Canonical Drops CouchDB From Ubuntu One
rsk writes "Since the Ubuntu One desktop synchronization service was launched by Canonical it has always been powered by CouchDB, a popular document-oriented NoSQL data store with a powerful master-master replication architecture that runs in many different environments (servers, mobile devices, etc.). John Lenton, senior engineering manager at Canonical, announced that Canonical would be moving away from CouchDB due to a few unresolvable issues Canonical ran into in production with CouchDB and the scale/requirements of the Ubuntu One service. Instead, says Lenton, Canonical will be moving to a custom data storage abstraction layer (U1DB) that is platform agnostic as well as datastore agnostic; utilizing the native datastore on the host device (e.g. SQLite, MySQL, API layers, 'everything'). U1DB will be complete at some point after the 12.04 release."
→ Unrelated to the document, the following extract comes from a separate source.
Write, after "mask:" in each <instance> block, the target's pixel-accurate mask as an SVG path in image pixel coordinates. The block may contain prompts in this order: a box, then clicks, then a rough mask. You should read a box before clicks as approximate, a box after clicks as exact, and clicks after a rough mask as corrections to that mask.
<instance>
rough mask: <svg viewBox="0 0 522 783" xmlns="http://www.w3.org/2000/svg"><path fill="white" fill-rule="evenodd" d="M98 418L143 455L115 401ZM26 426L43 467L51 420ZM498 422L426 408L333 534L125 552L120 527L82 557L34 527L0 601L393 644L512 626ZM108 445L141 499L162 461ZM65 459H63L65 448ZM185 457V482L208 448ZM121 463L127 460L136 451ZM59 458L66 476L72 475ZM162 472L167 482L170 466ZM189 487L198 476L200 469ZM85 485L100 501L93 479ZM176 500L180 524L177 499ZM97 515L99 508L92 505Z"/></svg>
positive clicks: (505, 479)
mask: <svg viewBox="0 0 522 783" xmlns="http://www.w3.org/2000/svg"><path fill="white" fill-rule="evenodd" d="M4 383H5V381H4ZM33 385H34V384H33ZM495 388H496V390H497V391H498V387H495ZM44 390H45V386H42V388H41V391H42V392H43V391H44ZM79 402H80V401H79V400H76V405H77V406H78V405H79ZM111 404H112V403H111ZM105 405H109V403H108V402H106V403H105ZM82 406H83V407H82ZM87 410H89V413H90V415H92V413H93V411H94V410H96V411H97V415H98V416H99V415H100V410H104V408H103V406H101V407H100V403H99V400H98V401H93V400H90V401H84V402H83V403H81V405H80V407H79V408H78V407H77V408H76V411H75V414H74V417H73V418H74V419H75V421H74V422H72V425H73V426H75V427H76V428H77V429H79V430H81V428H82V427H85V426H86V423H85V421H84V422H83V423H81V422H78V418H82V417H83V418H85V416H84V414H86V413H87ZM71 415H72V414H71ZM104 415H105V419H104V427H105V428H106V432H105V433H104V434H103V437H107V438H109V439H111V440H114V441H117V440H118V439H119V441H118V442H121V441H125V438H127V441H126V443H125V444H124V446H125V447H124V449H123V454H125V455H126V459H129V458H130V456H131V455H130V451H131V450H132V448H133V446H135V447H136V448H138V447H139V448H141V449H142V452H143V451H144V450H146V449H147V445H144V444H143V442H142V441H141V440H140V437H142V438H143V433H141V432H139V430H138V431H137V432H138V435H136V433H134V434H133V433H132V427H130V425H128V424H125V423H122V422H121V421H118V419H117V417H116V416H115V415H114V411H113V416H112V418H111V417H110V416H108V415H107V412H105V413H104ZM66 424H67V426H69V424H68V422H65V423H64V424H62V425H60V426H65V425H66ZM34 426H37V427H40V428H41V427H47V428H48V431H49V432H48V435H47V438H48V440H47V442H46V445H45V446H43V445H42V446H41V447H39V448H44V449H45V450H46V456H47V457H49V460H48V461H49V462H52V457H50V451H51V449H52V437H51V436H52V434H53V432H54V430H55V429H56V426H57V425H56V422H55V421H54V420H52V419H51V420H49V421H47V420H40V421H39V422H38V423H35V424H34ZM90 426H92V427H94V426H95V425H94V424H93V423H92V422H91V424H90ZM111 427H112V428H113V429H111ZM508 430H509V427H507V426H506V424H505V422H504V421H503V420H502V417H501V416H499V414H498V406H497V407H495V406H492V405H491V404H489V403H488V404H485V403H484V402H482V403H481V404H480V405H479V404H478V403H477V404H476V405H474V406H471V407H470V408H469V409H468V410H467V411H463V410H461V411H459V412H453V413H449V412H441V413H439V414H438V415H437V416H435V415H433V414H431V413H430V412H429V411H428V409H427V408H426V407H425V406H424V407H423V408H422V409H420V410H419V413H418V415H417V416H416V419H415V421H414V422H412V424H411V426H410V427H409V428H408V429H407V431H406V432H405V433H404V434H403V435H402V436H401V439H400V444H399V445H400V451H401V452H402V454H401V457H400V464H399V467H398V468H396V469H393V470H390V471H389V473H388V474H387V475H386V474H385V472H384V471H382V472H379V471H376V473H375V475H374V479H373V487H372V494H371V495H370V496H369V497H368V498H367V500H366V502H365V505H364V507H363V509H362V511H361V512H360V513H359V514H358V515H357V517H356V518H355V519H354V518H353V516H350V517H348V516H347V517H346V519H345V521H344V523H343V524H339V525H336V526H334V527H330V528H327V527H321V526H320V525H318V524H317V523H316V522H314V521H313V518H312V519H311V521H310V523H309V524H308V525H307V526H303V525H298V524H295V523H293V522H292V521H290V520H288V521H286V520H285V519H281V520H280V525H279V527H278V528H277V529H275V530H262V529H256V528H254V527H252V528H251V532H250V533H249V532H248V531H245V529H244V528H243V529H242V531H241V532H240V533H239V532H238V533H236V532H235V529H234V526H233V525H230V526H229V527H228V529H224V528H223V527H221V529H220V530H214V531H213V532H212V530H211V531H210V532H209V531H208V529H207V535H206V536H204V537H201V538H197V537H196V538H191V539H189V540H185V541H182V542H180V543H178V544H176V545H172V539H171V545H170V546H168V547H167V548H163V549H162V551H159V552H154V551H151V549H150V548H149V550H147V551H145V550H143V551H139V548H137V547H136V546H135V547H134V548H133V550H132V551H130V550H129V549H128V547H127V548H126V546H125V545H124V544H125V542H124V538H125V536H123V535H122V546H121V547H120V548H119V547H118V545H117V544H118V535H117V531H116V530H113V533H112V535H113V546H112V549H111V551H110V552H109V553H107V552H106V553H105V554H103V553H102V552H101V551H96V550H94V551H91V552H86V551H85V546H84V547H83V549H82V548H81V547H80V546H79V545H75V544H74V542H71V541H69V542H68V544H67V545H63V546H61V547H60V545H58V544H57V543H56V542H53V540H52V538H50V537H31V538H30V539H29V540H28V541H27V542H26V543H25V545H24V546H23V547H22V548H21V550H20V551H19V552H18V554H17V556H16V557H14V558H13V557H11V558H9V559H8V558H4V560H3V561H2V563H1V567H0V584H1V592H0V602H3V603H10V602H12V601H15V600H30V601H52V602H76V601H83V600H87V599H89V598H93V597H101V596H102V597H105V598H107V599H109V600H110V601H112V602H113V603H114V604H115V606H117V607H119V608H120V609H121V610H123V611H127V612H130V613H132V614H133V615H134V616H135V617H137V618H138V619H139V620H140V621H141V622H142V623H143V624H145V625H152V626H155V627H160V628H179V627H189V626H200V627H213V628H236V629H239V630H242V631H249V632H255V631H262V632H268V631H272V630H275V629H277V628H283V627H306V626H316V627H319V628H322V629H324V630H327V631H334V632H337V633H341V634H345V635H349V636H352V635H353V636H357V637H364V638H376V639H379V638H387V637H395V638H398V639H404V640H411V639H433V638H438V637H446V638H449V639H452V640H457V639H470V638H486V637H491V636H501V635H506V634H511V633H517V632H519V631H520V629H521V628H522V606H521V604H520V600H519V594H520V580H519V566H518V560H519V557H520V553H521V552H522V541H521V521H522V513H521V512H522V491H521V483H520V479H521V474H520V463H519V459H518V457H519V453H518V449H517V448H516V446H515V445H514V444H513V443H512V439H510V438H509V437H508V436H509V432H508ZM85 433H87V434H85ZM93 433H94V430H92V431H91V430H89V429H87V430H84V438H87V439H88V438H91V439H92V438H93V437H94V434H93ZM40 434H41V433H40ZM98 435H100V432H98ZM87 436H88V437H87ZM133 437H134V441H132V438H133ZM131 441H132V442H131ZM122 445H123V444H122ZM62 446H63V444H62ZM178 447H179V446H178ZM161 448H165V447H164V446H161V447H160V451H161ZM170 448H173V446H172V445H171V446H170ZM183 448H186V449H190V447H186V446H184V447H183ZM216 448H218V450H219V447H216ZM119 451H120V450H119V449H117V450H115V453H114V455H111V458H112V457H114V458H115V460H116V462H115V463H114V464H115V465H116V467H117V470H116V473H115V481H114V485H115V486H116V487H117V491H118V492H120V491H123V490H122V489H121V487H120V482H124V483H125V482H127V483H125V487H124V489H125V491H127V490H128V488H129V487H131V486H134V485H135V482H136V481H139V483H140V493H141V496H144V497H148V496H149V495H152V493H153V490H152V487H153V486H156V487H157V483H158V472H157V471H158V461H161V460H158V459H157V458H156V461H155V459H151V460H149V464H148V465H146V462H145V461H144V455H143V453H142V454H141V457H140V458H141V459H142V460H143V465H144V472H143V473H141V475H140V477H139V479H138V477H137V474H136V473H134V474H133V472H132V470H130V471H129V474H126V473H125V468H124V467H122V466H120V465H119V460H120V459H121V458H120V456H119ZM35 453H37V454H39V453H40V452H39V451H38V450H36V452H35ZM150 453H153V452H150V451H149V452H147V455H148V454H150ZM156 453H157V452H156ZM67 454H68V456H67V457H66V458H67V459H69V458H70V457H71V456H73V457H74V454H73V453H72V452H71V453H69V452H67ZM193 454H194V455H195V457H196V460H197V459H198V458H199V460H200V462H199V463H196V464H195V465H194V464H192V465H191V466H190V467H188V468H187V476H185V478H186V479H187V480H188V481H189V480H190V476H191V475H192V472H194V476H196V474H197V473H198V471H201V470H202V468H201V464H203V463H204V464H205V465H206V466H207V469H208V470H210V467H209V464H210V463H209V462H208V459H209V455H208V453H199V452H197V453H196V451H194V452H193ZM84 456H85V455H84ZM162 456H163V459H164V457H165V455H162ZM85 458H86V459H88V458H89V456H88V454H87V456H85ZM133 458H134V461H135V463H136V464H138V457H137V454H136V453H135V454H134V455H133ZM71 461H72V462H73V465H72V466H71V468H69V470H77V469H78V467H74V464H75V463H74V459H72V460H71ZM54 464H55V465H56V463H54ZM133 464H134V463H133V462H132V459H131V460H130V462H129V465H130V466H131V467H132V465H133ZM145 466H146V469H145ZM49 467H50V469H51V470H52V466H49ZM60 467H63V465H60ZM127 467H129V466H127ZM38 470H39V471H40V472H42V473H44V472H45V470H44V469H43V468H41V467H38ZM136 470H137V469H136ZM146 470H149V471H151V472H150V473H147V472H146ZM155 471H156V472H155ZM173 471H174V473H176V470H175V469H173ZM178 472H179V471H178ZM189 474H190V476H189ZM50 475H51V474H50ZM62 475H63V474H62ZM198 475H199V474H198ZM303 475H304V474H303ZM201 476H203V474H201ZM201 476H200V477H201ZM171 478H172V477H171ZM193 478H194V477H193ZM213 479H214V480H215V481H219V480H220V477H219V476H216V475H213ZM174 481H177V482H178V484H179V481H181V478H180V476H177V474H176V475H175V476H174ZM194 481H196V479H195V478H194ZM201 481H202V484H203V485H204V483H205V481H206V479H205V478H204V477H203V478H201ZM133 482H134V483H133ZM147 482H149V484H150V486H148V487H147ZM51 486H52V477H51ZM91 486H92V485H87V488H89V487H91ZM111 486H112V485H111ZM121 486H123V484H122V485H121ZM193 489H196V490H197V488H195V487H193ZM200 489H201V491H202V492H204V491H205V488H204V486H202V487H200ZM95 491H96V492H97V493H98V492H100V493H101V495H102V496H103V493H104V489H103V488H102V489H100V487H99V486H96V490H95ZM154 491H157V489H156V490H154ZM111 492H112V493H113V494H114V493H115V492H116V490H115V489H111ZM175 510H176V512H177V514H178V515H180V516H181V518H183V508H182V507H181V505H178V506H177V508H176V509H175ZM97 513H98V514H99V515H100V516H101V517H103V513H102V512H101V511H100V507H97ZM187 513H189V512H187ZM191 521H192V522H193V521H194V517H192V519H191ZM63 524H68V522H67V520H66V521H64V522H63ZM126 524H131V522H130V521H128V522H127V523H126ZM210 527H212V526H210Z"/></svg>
It would be interesting to hear more from Canonical about what specific issues they ran into. They say that they worked with "the company behind CouchDB." While Couchbase is one company "behind" the project, CouchDB itself is an Apache project. Did they reach out to the Apache project itself? Also, why build something completely new rather than provide patches to existing software? I'm sure they had good reasons, but I'd like to hear some more details about what did and didn't work for them.